Be careful what you wish for. Those of us hoping the level of debate on the optional federal charter question would finally be raised were granted that wish, in a sense--the wrong sense.
When Len Brevik stepped to the microphone at the July 22 meeting of the National Conference of Insurance Legislator in Boston, he cranked up the decibels, launched what can fairly be described as a tirade against the National Insurance Act of 2006 and took the whole argument against the Sununu-Johnson Senate bill over the top.
Brevik, executive vice president and CEO of the National Association of Professional Insurance Agents, the self-styled voice of the Main Street agent, decried the optional federal charter measure as "legislation of the worst kind." He said it would undermine key insurance consumer protections, constrict the availability of insurance, create market instability, unleash a flood of litigation, and let loose a small band of evildoers to prey upon the public and to plot the evasion of insurance carriers from supervision altogether. The horsemen of the Apocalypse ride again!
"This legislation is an example of a solution that won't work being proposed for a problem that doesn't exist," said Brevik. "This proposal to establish a duplicative federal insurance regulatory regime is being advanced by a handful of big banks, large securities firms and a few insurance carriers solely as a means for them to expand their market share at the expense of the other participants in our industry."
Whew! Time out.
Can you please explain, Mr. Brevik, how consumers will be stripped of protections under a quasifederal system? That doesn't seem to have happened under the banking system on which this model is based and which, by the way, does work as a solution to a problem that existed for the nation's banks as surely as it does for the insurance business.
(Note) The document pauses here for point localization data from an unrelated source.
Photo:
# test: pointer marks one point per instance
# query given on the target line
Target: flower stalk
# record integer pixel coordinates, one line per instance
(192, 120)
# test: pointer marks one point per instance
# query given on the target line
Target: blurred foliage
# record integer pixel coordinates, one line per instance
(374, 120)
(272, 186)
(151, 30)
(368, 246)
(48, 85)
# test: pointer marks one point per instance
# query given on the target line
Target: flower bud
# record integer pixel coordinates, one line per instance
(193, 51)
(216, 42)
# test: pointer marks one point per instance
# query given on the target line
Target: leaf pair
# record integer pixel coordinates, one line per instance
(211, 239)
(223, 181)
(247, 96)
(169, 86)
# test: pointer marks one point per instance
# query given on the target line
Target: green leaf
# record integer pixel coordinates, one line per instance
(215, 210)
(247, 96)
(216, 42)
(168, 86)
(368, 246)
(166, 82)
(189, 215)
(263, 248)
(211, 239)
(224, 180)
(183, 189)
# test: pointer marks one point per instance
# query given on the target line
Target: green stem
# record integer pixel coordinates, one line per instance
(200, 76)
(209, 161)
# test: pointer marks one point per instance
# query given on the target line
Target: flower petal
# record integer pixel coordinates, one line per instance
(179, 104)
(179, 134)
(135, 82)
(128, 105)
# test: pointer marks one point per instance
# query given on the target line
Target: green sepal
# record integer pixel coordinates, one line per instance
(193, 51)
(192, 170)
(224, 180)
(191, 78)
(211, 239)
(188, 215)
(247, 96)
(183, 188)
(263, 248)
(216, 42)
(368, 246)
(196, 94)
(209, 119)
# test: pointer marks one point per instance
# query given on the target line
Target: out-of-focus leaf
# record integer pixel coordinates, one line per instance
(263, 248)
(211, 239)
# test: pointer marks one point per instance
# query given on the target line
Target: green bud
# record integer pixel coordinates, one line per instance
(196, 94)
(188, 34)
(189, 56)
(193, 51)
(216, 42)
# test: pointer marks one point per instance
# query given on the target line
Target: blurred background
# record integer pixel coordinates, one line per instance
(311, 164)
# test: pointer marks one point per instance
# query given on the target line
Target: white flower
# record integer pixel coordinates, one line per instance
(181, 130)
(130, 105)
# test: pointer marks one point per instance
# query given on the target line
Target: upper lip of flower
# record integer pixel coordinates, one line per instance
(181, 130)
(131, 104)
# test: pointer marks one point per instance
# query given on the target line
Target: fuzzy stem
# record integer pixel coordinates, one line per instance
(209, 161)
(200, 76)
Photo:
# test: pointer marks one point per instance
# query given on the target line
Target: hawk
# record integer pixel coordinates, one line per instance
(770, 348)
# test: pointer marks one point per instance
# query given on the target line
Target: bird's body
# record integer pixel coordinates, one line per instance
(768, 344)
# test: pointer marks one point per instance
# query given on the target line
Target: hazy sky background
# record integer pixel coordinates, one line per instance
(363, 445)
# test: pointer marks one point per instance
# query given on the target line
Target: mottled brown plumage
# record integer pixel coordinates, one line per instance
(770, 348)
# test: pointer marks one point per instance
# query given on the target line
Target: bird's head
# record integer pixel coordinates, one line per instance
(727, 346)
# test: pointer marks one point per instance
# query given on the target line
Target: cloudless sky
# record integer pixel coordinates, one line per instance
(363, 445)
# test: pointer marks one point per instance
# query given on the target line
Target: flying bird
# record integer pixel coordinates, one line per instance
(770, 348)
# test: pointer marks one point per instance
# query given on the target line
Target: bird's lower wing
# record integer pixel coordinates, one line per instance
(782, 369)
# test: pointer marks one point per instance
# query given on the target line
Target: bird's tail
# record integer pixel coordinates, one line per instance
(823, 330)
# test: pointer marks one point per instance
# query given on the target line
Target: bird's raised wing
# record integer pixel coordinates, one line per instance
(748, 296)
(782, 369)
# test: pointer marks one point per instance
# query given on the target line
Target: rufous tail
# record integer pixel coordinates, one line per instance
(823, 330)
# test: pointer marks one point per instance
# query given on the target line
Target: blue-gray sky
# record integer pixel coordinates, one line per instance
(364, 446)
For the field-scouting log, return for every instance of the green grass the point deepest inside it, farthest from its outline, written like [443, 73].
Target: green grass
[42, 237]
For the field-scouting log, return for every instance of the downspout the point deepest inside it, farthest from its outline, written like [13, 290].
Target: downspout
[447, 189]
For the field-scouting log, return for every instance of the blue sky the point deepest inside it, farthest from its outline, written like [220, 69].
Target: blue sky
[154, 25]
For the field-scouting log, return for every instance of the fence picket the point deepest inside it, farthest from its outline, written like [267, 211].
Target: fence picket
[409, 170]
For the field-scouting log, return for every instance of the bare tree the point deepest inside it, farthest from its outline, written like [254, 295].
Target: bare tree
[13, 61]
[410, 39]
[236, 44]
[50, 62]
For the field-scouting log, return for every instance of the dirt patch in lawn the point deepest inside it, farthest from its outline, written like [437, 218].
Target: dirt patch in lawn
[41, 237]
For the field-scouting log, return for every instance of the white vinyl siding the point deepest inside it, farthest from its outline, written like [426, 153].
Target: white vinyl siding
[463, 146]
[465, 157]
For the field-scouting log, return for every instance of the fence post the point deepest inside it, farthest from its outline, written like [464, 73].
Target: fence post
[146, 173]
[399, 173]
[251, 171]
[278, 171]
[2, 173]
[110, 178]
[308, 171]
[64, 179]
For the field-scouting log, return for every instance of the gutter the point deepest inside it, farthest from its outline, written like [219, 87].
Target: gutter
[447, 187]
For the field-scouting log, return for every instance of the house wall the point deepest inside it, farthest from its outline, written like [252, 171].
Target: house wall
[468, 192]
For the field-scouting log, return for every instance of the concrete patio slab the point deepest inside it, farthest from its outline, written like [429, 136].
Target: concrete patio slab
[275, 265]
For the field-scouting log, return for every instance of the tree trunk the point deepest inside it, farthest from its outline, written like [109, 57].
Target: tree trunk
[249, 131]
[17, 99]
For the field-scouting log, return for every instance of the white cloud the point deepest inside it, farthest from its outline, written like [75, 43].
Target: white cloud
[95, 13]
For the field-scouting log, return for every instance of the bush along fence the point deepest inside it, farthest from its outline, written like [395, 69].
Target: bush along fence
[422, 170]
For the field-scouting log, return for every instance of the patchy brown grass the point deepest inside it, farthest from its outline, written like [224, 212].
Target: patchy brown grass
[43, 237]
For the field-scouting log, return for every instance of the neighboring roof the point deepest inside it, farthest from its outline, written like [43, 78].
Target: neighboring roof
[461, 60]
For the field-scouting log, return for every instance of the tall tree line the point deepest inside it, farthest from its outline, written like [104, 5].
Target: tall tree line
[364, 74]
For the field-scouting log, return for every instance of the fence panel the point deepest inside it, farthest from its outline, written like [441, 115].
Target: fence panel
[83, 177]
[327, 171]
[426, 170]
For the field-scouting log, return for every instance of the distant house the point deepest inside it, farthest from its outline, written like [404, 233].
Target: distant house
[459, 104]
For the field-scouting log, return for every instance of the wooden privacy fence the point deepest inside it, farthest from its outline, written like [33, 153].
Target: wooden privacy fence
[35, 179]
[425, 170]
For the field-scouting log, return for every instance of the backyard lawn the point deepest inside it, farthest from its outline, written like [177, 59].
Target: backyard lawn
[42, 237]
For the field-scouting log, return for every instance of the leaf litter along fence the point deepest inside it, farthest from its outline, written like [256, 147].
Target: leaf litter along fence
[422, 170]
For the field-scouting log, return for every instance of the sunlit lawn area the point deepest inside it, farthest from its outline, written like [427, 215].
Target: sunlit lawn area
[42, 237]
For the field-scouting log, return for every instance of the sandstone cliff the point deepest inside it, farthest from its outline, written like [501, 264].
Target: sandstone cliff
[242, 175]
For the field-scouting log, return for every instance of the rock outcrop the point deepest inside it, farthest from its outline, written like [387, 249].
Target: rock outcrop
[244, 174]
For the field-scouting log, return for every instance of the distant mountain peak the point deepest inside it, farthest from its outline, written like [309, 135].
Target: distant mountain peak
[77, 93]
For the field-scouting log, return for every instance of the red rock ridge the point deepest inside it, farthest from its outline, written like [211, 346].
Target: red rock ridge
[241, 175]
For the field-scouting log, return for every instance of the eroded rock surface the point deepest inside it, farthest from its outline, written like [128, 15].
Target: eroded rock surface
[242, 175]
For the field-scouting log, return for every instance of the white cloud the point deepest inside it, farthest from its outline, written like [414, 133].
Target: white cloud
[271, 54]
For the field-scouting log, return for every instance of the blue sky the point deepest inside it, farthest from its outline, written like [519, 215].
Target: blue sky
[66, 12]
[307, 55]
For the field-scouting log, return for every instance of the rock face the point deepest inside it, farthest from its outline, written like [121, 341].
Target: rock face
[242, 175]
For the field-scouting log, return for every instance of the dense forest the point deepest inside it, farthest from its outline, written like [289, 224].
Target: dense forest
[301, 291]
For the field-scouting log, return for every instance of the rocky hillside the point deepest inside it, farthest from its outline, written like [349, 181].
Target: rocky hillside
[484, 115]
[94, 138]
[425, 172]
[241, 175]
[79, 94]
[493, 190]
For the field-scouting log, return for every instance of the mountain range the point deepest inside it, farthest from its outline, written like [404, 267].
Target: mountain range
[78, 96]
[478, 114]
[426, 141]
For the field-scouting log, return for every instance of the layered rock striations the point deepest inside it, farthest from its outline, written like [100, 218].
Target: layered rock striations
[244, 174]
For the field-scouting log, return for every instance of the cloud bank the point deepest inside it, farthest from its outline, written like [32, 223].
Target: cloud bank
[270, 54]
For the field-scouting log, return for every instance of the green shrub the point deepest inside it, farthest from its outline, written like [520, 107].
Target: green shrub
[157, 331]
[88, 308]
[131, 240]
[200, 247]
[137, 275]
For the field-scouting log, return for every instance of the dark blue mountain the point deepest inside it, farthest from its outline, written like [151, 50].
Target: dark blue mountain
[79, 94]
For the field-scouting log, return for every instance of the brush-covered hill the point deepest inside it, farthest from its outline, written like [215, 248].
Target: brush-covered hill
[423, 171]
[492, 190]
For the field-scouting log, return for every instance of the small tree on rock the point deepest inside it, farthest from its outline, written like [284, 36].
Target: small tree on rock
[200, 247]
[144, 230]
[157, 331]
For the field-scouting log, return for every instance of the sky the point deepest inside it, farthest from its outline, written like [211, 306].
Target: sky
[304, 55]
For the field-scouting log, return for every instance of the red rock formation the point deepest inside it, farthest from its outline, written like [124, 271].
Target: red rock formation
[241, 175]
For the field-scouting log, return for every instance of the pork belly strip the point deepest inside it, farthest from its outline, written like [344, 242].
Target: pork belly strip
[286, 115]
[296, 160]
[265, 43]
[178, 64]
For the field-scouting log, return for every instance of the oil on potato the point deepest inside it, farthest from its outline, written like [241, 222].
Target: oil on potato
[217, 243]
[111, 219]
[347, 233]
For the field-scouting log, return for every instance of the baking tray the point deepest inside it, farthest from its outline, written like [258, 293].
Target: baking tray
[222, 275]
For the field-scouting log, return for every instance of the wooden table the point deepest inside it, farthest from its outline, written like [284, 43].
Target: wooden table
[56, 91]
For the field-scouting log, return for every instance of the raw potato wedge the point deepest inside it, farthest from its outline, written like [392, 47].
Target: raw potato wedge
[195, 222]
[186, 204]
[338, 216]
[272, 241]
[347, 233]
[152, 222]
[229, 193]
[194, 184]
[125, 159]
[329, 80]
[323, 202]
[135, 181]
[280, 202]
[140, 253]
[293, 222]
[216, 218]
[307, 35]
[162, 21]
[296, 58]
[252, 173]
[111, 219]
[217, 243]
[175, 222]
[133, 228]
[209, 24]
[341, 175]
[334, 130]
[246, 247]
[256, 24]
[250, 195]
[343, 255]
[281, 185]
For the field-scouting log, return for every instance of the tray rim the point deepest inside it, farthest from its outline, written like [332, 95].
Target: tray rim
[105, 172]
And just how and why will this Armageddon of dried-up markets, chaos, confusion, instability and deluge of litigation be visited upon us?
Will the federal regulators stand idly by and encourage such rampant misbehavior any more than state regulators would?
Has it escaped PIA's notice that the "handful" and the "few" of those in favor include the rosters of the American Insurance Association and the Council of Insurance Agents & Brokers? Should their legitimate needs and serious complaints be so cavalierly dismissed? Why should they be counted among the miscreants simply because they've thrown up their hands at the prospect of ever improving what is clearly a hopelessly inefficient system.
But that's clearly not the PIA's take on this. Brevik's rant went on to dismiss the "distortions" of some advocates that the current system is broken. "Any assertion that state-based regulation is not working is just not true," he said. "It needs further improvement and modernization. As I speak, modernization of the state system is occurring, and with increasing speed."
And as I write, Mr. Brevik, state-based regulation clearly is not working for many in this industry. Saying it's "just not true" doesn't cut it. We've had a decade of snail's pace "streamlining" and "modernizing" and, despite the best of intentions, we're not much closer to resolving, at the state level, persistent problems with uniformity, efficiency and speed to market.
Maybe there's a compromise solution waiting to be born, but it sure won't be helped along by the kind of downright hysteria and line-in-the-sand pronouncements now emanating from the PIA.
TOM SLATTERY,a frequent contributor to this magazine, has been a writer and editor in the insurance arena for almost 40 years. He is currently managing director of Slattery-Esterkamp Communications, Baldwin, N.Y.